The university said Thursday that both campuses will establish a residential area for students over the age of 21 with a permit. In all other dormitories, guns will be banned, the new policy states. 
"The main dorms on the main campus will not allow any concealed carry weapons," CU Boulder spokesman Bronson Hilliard said. 
In addition, attendees at ticketed athletic and cultural events, such as football games and theater, on both campuses, will not be permitted to bring their guns, officials said. 
"We are treating that ticket purchase as a contractual agreement that you won't bring your weapon to the venue," Hilliard said 
Less than 1 percent of the student body population of each campus is believed to have a concealed carry permit, school officials said. . . .
The University of Colorado at Boulder is going even further.  For those interested in the effect of mandatory gunlock laws the research available here might be useful.
The University of Colorado Boulder today announced it is amending housing contracts to ask students who live in undergraduate residence halls and hold a Colorado concealed carry permit, or CCP, to forgo bringing a handgun to campus. The campus also will accommodate those who hold a CCP in a graduate student housing complex off the main campus, provided the permit holders store their weapon in a safe within their dwelling when they are not carrying it. 
The university also is asking residence advisers and faculty who live in university housing to sign the same housing agreement as a condition of their residence in these facilities. 
The actions follow a ruling by the Colorado Supreme Court on March 5, which allows individuals with state-issued concealed carry permits to carry handguns on university or college properties.
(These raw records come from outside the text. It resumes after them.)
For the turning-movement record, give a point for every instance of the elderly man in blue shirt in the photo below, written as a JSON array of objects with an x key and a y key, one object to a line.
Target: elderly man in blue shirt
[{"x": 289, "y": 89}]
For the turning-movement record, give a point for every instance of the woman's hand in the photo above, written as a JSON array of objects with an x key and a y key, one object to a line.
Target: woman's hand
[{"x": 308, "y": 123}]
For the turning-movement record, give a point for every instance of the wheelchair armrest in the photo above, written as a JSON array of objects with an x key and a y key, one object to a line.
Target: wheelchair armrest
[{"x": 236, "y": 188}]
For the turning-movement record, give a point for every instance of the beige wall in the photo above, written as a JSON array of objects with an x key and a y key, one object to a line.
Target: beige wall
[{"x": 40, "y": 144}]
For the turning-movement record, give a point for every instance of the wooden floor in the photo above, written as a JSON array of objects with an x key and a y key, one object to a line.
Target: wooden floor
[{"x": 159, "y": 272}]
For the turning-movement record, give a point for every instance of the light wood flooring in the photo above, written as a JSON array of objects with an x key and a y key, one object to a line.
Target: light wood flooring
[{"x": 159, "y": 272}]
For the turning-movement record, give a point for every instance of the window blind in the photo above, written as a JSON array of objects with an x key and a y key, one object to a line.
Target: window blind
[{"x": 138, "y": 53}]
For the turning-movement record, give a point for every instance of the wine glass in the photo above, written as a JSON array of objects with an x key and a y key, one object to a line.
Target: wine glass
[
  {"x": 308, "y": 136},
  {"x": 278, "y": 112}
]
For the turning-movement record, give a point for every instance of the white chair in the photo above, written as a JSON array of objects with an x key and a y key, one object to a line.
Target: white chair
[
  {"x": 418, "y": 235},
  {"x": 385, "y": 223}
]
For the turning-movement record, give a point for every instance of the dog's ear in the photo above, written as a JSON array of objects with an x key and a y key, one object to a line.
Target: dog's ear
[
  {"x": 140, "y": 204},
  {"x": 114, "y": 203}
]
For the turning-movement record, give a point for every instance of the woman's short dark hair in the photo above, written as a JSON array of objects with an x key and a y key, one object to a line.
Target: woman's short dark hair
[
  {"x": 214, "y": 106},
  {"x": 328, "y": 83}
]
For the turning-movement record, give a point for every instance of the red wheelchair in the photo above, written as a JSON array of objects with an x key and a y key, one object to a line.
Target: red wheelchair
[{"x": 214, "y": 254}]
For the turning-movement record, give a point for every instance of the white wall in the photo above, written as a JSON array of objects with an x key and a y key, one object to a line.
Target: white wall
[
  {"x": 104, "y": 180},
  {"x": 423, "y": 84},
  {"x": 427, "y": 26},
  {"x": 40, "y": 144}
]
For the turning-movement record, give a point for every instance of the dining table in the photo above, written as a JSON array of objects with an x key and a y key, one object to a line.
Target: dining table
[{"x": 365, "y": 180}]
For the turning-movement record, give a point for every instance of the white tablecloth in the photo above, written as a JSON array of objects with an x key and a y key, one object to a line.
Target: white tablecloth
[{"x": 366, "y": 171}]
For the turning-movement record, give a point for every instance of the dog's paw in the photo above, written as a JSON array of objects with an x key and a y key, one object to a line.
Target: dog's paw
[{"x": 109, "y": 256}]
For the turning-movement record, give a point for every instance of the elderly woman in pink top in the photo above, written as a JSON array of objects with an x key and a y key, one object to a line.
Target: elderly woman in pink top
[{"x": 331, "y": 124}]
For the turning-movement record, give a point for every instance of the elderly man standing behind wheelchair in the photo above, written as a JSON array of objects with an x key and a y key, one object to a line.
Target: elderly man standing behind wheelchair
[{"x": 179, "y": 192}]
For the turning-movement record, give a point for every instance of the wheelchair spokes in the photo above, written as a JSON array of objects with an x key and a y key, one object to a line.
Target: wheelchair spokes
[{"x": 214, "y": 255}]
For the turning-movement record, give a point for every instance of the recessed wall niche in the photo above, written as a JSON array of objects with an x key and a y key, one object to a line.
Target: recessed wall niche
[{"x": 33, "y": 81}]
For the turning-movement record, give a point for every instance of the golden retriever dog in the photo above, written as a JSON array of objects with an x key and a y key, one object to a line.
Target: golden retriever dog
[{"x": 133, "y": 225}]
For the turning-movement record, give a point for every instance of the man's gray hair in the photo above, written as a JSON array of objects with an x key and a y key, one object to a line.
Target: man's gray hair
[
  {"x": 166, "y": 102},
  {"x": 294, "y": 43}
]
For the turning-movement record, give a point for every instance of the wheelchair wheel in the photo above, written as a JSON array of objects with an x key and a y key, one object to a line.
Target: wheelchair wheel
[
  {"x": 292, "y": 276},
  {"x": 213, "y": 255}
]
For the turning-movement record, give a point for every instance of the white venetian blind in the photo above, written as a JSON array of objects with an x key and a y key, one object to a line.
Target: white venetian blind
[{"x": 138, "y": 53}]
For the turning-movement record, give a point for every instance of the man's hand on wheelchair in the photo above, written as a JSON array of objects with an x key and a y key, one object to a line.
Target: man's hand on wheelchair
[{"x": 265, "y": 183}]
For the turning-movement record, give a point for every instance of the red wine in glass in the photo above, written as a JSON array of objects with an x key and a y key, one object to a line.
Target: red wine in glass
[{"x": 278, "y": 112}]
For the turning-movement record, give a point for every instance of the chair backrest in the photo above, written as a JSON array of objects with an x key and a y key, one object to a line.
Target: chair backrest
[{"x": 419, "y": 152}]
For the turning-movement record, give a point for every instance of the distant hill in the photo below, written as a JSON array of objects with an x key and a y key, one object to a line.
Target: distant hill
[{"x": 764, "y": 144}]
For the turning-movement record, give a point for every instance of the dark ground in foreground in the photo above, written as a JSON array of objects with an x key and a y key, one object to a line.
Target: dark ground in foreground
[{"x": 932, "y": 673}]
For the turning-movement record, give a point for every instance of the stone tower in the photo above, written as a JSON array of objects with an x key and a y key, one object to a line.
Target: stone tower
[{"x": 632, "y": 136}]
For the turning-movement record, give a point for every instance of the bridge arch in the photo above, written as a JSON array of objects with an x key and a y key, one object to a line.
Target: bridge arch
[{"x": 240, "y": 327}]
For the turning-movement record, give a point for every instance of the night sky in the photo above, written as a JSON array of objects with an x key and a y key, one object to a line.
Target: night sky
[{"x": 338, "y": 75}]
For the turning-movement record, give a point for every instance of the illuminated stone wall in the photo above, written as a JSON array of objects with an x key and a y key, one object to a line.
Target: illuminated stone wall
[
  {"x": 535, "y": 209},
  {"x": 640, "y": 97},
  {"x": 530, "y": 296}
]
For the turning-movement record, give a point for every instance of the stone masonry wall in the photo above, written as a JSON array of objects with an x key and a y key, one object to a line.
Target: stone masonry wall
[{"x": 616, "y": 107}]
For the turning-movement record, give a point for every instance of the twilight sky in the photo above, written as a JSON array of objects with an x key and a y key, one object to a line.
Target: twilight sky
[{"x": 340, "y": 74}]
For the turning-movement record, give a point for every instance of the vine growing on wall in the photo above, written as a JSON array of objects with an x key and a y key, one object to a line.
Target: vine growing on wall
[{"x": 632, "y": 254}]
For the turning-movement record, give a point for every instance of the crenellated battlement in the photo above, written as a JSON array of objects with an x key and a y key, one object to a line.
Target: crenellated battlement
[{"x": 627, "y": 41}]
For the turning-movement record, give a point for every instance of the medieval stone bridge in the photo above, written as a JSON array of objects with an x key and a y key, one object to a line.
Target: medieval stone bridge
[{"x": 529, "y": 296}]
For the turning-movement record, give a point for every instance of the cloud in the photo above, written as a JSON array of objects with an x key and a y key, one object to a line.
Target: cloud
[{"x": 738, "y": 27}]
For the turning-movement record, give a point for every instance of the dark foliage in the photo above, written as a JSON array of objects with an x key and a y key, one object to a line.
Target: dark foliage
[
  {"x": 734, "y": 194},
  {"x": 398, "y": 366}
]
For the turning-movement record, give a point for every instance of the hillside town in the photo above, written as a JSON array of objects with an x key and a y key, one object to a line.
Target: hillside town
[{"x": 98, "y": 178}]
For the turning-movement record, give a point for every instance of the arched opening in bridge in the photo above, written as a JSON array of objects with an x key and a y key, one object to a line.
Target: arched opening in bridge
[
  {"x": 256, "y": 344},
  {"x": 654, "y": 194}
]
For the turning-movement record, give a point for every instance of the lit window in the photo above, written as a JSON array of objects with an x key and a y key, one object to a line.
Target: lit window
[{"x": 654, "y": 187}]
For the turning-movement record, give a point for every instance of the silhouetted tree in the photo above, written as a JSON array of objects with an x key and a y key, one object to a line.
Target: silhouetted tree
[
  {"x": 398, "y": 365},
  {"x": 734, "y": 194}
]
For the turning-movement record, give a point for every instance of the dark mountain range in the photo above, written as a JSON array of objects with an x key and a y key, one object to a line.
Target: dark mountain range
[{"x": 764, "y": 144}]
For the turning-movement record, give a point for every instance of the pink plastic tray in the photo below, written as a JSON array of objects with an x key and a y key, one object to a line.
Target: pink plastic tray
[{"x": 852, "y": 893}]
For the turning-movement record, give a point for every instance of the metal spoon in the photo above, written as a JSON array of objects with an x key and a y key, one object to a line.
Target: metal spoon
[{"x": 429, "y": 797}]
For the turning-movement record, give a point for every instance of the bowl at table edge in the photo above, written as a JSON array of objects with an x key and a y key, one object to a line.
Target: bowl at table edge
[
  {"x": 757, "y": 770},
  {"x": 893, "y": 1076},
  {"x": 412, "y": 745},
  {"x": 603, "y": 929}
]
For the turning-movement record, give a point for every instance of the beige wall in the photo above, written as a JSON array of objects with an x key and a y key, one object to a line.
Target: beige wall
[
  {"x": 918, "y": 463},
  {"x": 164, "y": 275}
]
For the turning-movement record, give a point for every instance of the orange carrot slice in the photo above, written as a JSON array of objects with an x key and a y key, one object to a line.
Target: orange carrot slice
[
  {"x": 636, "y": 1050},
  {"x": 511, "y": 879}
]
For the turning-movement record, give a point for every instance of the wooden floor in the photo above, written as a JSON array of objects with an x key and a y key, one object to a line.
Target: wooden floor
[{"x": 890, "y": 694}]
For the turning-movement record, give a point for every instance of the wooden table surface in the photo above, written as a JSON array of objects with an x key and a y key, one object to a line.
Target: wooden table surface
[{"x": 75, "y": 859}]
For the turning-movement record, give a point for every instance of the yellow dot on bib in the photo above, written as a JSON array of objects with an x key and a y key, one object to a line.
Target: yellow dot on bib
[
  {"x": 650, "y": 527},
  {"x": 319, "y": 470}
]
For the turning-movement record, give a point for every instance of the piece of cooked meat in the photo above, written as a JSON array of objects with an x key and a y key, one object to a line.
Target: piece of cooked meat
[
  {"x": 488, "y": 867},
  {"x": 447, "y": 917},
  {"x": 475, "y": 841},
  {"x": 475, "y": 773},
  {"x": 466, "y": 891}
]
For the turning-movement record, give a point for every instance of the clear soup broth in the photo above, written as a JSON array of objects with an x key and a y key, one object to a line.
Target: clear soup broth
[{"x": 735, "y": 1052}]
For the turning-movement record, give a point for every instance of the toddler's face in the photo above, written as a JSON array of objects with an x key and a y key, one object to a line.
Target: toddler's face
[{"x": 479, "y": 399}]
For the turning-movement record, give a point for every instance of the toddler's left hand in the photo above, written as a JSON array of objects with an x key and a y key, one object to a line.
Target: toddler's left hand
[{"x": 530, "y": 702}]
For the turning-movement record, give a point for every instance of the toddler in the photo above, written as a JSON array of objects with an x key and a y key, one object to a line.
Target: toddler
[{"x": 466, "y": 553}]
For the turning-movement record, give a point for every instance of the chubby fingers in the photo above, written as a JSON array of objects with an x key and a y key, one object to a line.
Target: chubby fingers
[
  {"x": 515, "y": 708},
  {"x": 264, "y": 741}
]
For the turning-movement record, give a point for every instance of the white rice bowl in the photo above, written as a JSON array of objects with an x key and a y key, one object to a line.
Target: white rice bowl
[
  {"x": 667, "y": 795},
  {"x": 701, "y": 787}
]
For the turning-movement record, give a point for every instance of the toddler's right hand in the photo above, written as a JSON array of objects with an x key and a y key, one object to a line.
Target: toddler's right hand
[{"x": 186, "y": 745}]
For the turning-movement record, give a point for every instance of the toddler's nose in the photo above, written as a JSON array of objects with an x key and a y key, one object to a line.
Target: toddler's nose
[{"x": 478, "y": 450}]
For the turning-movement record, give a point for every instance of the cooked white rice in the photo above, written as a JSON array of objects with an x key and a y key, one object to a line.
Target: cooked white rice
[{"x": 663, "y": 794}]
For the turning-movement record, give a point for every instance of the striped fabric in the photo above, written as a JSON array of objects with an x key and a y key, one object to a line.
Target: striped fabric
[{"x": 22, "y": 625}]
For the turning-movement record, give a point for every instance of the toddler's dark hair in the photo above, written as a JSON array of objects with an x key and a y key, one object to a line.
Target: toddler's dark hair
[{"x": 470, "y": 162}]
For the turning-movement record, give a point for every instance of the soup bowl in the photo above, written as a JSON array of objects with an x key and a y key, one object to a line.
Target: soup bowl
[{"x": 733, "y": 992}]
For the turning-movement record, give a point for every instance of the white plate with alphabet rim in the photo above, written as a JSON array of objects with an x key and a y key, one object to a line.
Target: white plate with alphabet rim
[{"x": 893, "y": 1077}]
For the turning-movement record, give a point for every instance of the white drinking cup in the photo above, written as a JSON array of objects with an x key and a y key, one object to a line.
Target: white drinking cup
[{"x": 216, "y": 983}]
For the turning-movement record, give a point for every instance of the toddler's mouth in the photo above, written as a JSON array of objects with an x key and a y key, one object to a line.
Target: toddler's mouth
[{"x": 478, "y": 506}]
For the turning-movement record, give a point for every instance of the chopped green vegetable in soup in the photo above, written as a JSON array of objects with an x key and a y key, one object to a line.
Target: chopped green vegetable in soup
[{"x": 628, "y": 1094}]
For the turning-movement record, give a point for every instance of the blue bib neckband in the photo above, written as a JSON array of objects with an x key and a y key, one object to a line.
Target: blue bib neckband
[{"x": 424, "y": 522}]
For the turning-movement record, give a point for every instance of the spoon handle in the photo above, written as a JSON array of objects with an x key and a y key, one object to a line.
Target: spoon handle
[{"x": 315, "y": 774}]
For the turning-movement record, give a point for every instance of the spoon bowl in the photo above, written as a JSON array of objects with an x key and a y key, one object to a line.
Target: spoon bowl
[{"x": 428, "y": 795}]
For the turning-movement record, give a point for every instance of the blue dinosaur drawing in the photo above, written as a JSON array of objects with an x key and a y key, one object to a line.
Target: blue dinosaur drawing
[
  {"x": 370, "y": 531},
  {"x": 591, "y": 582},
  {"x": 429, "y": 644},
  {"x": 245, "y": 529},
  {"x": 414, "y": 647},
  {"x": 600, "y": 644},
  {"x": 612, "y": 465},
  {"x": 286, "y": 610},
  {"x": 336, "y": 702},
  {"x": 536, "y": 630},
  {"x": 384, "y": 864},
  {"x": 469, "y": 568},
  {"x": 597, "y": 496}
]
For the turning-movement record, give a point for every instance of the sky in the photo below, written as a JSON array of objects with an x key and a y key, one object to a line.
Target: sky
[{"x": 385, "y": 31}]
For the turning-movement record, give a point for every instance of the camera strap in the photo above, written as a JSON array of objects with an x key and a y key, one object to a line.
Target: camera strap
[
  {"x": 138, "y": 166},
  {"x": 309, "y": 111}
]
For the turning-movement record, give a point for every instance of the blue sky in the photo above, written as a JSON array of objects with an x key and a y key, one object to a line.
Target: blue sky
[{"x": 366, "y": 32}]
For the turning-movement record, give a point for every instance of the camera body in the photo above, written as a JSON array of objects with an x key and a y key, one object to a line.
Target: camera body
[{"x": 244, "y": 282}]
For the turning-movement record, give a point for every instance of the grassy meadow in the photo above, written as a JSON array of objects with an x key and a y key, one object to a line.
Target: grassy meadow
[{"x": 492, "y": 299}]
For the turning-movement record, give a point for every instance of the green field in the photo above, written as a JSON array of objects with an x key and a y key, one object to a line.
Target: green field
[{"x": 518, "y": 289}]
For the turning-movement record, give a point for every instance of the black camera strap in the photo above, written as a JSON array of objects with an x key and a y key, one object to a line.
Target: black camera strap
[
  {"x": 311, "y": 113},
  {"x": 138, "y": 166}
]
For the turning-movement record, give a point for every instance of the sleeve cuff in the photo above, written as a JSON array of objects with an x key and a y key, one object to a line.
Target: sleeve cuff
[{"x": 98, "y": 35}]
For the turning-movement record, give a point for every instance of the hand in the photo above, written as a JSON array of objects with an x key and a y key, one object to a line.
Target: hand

The University of Colorado Board of Regents last spring delegated the authority to the chancellors of CU-Boulder and CU-Colorado Springs to create a process to implement the Colorado Supreme Court ruling in the campus residence environment.  
“I believe we have taken reasonable steps to adhere to the ruling of the Colorado Supreme Court, while balancing that with the priority of providing a safe environment for our students, faculty and staff,” said CU-Boulder Chancellor Philip P. DiStefano. . . . . 
All this is ironic after the Aurora movie theater shooting.